Правда же заключалась в том, что год-другой назад в Салеме разгорелся острый конфликт между двумя религиозными направлениями. Пастор Таппау возглавил более агрессивное и, соответственно, более успешное крыло. Вследствие раскола менее популярный священник мистер Нолан был вынужден уехать из города. Фейт Хиксон любила его самозабвенно, со всей силой страстного сердца, хотя сам молодой человек даже не подозревал о чувстве, а родственники оказались слишком равнодушными и невнимательными, чтобы заметить столь тонкие душевные движения. Однако старая индианка Натте все увидела и поняла. Она знала, почему Фейт внезапно утратила привязанность к отцу и матери, брату и сестре; почему потеряла интерес к привычной работе по дому и даже к самой религии. Натте безошибочно распознала смысл глубокой неприязни Фейт к пастору Таппау.

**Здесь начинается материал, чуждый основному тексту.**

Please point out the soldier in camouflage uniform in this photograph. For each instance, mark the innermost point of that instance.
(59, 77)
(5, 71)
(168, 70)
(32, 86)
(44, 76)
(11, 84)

Мудрая индианка поняла, почему девушка (единственная из всех белых, кого она любила) избегала старого священника, предпочитая прятаться в лесу, лишь бы не слышать его долгих проповедей и нудных молитв. Дикие, необразованные люди не рассуждают в духе «люби меня и мою собаку»; напротив, часто испытывают ревность к любимому существу. Скорее они рассуждают так: «Кого ненавидишь ты, ненавижу и я» [50] . Поэтому Натте прониклась к пастору Таппау еще более пламенной ненавистью, чем сама Фейт.
50
Вольная трактовка слов Руфи: «Куда ты пойдешь, туда и я пойду, и где ты жить будешь, там и я буду жить, народ твой будет моим народом, и твой Бог – моим Богом». Книга Руфи, 1:16.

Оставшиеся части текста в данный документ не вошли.